# How does the earth revolve around the sun?

Mar 11, 2016

The path of revolution of the center E of the Earth, about the center S of the Sun, is an ellipse. S is a focus of this ellipse. Distance SE is governed by $S E = \frac{a \left(1 - {e}^{2}\right)}{1 + e \cos \left(\theta\right)}$

#### Explanation:

$\theta$ is the inclination of SE to the initial line $\theta = 0$.
Semi-major of the ellipse a = 149598262 km, nearly. The eccentricity of the ellipse e + 0.01671, nearly.

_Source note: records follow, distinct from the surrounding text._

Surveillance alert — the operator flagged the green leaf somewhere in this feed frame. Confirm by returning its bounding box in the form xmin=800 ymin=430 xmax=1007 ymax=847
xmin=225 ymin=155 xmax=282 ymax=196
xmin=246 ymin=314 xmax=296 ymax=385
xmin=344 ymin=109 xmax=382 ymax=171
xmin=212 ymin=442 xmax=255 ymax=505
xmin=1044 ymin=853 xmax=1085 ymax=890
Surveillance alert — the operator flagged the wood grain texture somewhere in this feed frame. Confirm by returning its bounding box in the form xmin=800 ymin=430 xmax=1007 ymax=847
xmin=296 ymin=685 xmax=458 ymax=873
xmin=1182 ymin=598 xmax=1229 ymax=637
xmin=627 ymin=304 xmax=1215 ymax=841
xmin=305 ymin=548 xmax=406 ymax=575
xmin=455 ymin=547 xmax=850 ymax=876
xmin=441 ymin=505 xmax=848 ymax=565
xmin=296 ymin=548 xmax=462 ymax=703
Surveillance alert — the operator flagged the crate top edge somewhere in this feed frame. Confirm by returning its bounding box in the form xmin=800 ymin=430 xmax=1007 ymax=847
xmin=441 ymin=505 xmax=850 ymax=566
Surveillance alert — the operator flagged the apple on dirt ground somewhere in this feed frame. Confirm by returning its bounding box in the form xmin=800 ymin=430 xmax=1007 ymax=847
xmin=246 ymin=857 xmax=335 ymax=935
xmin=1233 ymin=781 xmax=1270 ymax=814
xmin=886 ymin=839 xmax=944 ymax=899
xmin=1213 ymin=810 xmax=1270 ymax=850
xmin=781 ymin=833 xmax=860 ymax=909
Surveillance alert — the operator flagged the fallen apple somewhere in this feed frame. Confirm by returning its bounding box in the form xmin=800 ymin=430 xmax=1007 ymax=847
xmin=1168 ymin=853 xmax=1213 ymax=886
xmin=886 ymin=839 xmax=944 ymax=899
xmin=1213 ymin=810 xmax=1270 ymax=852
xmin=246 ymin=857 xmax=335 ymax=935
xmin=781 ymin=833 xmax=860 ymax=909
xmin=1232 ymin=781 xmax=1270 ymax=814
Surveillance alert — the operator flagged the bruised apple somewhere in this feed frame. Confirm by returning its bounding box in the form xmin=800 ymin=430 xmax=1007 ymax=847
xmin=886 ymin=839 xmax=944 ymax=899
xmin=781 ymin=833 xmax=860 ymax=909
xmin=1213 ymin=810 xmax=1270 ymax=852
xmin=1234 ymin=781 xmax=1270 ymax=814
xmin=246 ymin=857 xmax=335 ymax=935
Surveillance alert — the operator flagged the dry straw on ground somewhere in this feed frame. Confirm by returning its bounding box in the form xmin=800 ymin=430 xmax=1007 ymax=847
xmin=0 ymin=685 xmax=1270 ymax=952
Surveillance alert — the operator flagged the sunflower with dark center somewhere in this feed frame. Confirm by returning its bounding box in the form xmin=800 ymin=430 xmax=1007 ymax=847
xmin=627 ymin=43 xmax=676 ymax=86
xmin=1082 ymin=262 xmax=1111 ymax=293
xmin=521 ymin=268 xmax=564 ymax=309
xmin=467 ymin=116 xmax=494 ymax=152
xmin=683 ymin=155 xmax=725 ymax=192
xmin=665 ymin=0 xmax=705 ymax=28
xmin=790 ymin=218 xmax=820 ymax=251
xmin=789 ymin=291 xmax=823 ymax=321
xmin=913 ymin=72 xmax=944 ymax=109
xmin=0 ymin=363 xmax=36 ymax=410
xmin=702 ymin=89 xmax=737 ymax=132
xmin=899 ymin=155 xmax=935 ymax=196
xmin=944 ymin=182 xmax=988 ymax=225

For one revolution, the period for $\theta = 2 \pi$ and the time-period is 365.265363 days, nearly.

At $\theta = 0$, SE is the minimum ( perihelion ) = $a \left(1 - e\right)$ = 147.1 Million km, nearly. This happens around Jan 3.
At $\theta = \pi$, SE is the maximum (aphelion) = $a \left(1 + e\right)$ = 152.1 Million km, nearly. This happens around July 2.
$\theta > \frac{\pi}{2}$, when SE = a. This is an end of the minor axis of the ellipse.

Importantly, S is away from the center C of the ellipse by CS = ae = 2.5 Million km, nearly.